Лажечников ставил важный вопрос о достоверности дошедших до нас источников, но в то же время не подвергал сомнению предание о царском любовании головой Волынского на блюде. Эта ситуация, допустимая во времена опричнины Ивана Грозного, едва ли была возможной при дворе XVIII века. В отношении же Бирона у Лажечникова сомнений не было, ведь он был знаком с записками Манштейна и не мог поверить, чтобы «немец» оболгал «немца». Признаваясь Пушкину: «Ваши упреки задели меня за живое», — романист составил целый обвинительный акт против временщика, но невольно подтвердил позицию оппонента, что Бирона огульно обвинили во всех бедах аннинского царствования: и персидские провинции «сдал», и границу с Китаем изменил, и гвозди под ногти загонял.
Но проблема не только в состоянии конкретных источников. Обращение к прошлому как для историка, так и для писателя невозможно без понимания «духа времени» и «народных нравов». Здесь Лажечников с Пушкиным расходился: «Историческую верность главных лиц моего романа старался я сохранить, сколько позволяло мне поэтическое создание, ибо в историческом романе истина всегда должна уступить поэзии, если та мешает этой». Но при этом романист был убежден, что эпоху он понимал вернее: «Не соглашусь также с Вами и в том, чтобы ужасы Бироновского тиранского управления были в духе того времени и в нраве народа.
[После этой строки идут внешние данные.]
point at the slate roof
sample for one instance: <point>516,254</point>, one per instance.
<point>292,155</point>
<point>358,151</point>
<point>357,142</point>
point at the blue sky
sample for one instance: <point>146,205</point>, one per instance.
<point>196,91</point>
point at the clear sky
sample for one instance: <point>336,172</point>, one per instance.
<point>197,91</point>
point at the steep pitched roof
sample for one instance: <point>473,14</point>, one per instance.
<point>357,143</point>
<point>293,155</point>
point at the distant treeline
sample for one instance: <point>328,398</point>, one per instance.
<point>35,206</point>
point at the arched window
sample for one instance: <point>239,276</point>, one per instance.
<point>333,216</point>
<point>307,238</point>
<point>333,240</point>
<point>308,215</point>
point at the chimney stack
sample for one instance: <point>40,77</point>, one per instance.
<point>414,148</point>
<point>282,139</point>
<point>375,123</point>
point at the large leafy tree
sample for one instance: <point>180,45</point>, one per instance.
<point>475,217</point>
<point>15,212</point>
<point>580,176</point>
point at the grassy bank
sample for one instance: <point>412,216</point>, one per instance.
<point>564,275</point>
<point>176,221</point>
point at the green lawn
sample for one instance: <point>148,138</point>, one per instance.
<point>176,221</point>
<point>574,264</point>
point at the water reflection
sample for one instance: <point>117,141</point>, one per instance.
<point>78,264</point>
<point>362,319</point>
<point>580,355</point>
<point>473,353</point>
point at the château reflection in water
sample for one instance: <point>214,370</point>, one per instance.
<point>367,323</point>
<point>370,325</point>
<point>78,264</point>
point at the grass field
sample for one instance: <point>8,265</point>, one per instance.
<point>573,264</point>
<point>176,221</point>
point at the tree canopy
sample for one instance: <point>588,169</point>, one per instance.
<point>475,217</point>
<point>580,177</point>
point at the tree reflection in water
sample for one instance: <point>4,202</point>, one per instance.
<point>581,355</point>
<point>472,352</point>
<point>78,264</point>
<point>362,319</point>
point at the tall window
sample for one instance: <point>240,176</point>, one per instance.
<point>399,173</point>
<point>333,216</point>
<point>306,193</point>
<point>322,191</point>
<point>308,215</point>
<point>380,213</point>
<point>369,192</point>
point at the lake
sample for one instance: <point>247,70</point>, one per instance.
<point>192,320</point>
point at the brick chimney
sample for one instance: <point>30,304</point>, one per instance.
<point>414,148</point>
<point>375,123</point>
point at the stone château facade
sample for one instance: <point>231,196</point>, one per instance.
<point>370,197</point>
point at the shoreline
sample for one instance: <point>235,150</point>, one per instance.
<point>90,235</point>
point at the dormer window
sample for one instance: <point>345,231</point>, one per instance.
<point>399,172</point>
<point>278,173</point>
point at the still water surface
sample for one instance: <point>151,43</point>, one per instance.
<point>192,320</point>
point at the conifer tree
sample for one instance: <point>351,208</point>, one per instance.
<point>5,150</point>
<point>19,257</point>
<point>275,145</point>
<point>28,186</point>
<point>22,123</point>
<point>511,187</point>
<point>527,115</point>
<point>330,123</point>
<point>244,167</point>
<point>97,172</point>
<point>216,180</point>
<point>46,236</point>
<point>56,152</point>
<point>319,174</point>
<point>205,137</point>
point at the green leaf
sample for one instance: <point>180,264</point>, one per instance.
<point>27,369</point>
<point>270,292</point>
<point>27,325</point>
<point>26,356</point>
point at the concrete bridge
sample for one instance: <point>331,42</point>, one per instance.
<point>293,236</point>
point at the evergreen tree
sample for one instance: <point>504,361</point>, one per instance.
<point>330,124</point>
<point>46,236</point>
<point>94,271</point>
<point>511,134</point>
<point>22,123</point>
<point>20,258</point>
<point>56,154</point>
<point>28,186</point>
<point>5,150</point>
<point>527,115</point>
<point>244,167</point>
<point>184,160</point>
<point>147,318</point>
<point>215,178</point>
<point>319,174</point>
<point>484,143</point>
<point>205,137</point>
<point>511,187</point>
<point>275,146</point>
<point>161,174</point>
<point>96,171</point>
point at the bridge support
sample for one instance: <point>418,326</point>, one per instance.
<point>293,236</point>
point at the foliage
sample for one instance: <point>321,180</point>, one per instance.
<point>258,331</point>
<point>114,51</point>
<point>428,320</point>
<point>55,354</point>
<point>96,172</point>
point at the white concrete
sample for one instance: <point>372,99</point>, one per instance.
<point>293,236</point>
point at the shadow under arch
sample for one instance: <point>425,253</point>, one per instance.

Приняв это положение, надобно будет все злодеяния правителей отнести к потребностям народным и времени. Признаю кнут справедливым и необходимым для нашего, русского народа за преступления его; но не понимаю, почему бы он требовал за неплатеж недоимок окачивания на морозе холодною водой и впускания под ногти гвоздей. Впрочем, народ наш до Бирона и после Бирона был все тот же; думаю, что он не изменялся и ныне, или очень мало изменился к лучшему. Долго еще будет ходить за современную практическую истину пословица: гром не грянет, русский не перекрестится. Решительно скажу, что чувства нравственного (и даже религиозного), как у немецкого крестьянина нашего времени, и теперь не существует в нашем народе и до тех пор не будет, пока не подумают о Воспитании его те, которые должны об этом думать».
«Русский Вальтер Скотт» верил в необходимость кнута «для нашего, русского народа», и только гвозди под ногти считал уже вредным излишеством. При таком подходе «не беда была вельможе тогдашнего времени поколотить» смешного и нечиновного Тредиаковского. В отношении «мужиков» Лажечников скорее отдавал предпочтение немецкому образцу перед отечественным; но родовитый вельможа Волынский — не чета безродному курляндцу, севшему «не в свои сани». Кажется, в этом и была, с точки зрения романиста, главная вина Бирона. Ведь прочие персонажи романа, так сказать, «русской национальности» — люди честные, искренние, справедливые (за исключением разве что Тредиаковского); даже шут Балакирев выглядит благороднее шутов иностранных, вроде Педрилло. Волынский предстает настоящим русским молодцем с разгульной песней на устах, что привело в восторг самого Белинского: «Это природа чисто русская, это русский барин, русский вельможа старых времен». Бирон же — носитель совсем других ценностей: практичный, бездушный, алчный: «Денег, золота требовал Бирон у этого бедного, тогда голодного народа, требовал у него бриллиантов для своей жены, роскошной жизни для себя — и народ, не в состоянии дать ни того, ни другого, должен был выдерживать всякого рода муки, как народы Колумбии». А из-за спины Бирона в романе выглядывает еще более отталкивающее «лицо еврейской национальности» — его банкир и «гоф-фактор» Либман.
Победа в романе «немца» только подчеркивала несомненную правоту и нравственную высоту отечественных ценностей, что вводило читателей в атмосферу духовных исканий и споров 30—40-х годов XIX столетия. К тому же Лажечников, как и многие другие просвещенные люди его поколения, по меткому выражению Н. Я. Эйдельмана, «несколько стесняются XVIII века; хотя весьма им интересуются, но многого не знают, а кое-чего и знать не хотят», поскольку это знание как-то не украшает отцов и дедов просвещенных дворян пушкинской поры. Обличение презренного и безродного иноземца давало возможность возложить на него вину за все кровавое, грязное и неудобное для воспоминания из славного прошлого.